Die Macht der ToDo-Listen

ToDo-Listen hat jeder schon einmal gemacht und genutzt. Auch ich habe schon hunderte geschrieben. Wie ich diese nun verändert habe, wie ich sie nun anwende und warum sie mich seit drei Wochen viel effizienter machen erfährst du in diesem Artikel.

Einfache ToDo-Listen

ToDo-Listen ist erstmal der Begriff für einem Zettel, auf den man Aufgaben geschrieben hat. Mehr nicht. Sie helfen kurzfristiges nicht zu vergessen oder planen dir deine Samstagsaufgaben. Aber einen riesigen Mehrwert bringen sie dir noch nicht. Man liest oft, dass man ToDo-Listen schreiben muss um effektiv oder erfolgreich zu werden. Genau das habe ich versucht. So simpel hat das aber nicht funktioniert.

ToDo-Listen mit Zeiten

Mein erster Mehrwert von ToDo-Listen sind die Zeiten. Ich schreibe nicht bloß meine Aufgaben darauf, sondern auch wann ich diese erledigen will. Bis auf zehn Minuten genau strukturiere ich meinen Tag mit Aufgaben und Pausen.

Beim ersten schreiben einer solchen ToDo-Liste wirst du dich wundern wie viele Aufgaben du in deinen Tag bekommst. Du traust dich gar nicht die letzten Aufgaben aufzuschreiben, weil es so viele sind.

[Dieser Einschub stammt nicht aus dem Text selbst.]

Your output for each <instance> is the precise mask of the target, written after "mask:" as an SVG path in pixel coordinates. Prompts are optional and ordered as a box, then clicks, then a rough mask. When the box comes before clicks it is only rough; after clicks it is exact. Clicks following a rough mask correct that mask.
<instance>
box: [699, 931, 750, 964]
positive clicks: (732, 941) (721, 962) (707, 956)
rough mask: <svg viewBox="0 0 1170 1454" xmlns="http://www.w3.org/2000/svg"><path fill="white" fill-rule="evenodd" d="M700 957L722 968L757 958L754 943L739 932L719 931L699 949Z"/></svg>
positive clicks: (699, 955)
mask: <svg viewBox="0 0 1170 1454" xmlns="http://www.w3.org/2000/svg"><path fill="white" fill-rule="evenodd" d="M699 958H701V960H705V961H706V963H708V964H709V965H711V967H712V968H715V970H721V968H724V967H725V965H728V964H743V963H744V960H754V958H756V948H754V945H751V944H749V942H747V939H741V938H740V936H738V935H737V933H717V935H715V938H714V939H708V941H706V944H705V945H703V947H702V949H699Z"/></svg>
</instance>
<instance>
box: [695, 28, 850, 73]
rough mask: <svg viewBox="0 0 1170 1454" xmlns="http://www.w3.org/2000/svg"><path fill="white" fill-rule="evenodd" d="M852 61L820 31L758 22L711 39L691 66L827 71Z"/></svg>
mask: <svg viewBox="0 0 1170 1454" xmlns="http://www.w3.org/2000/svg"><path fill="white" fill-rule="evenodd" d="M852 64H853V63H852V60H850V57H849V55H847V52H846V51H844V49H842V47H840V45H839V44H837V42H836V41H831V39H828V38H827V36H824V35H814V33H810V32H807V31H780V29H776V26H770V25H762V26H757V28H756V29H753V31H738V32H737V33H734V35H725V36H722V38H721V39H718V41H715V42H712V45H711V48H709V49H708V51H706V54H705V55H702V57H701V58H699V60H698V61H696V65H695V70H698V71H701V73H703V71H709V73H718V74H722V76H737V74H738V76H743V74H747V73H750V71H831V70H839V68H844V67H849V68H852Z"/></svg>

Ein Tag hat wirklich viele Minuten. Da kann man viel erledigen, wenn man eine Aufgabe nach der anderen abarbeitet.

Der nächste Vorteil ist: Du musst dir nur ein einziges Mal am Tag Zeit nehmen, um zu überlegen was du machst. Danach ist für dich glasklar, was du als nächstes erledigen musst. Du kannst dich voll auf deine Aufgaben konzentrieren und musst nicht ständig überlegen welche Aufgabe nun die Beste wäre.

Die schwierigste Aufgabe an den Anfang des Tages

Da ich an jedem Tag bewusst überlege, wie ich meine Zeit nutze, plane ich wenige unwichtige Aufgaben ein. Automatisch schreibe ich nur wichtige Aufgaben auf meine Liste. Die anspruchsvollsten und schwierigsten Aufgaben schreibe ich an den Tagesanfang. Hier bediene ich mich der Eat The Frog Methode. Das hilft mir enorm wichtiges zu erledigen. Ich prokrastiniere deutlich weniger.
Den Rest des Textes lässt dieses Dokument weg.